Eco-tourists Can Make a Conscious Effort to Improve Local Communities
Some believe that ecotourism helps local economies and introduces financial stability to areas that hadn’t been stable before. They promote new jobs, an influx in cash, and they help bring technology and development to areas that might not have good roads, infrastructure. These are also the people who believe eco-tourists can also help local communities understand how important it is that they preserve their natural habitat.
But by changing how locals preserve and interact with local habitats, you could be hurting overall livelihood and ending thousands-year-old traditions, like hunting and foraging.
The idea here is that a Westerner or eco-tourist would visit a place, see that indigenous people live off the land—hunting, gathering, using the environment to create housing—and would then try to get that area politically preserved, so that there was zero interaction between the locals and the land. Is that fair? We’re not so sure.

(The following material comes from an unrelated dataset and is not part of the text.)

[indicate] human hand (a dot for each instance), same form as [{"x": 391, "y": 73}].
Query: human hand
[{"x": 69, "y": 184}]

That’s why helpful organizations try to promote conservation above all else—including improvement. That should be your worry as an eco-tourist: do you have any right to try to influence a local area? Probably not. It’s best you visit, take a look, have little as impact as possible on the community and ecosystems, and then head home.
When we talk about ecotourism we understand that, no matter what our intentions, we will have some kind of impact on the environments and cultures we visit. This doesn’t necessarily mean that the impact will be negative—though this is the greatest risk of any kind of tourism. Think about how you might reduce your footprint. Consider the mode of travel and how you might reduce carbon emissions by going by train instead of by airplane, for example. Ecotourism should be about being a conscious traveler, aware of each place’s intricacies—both ecological and cultural—so that you do your best to be an observer only.
For more resources about ecotourism, consider what’s available to you online, like these sites:
But also consider the research you can do on the specific country or area you plan on visiting. What is the impact of tourism there? How do the local economies function? What are people and businesses doing right now that hurt the local environment? In this way, you become more than a traveler and you become more informed about how your trip would work in the frame-work of the environment. Sure, there’s going to be pros and cons with ecotourism. The best thing you can do is to become as informed as possible.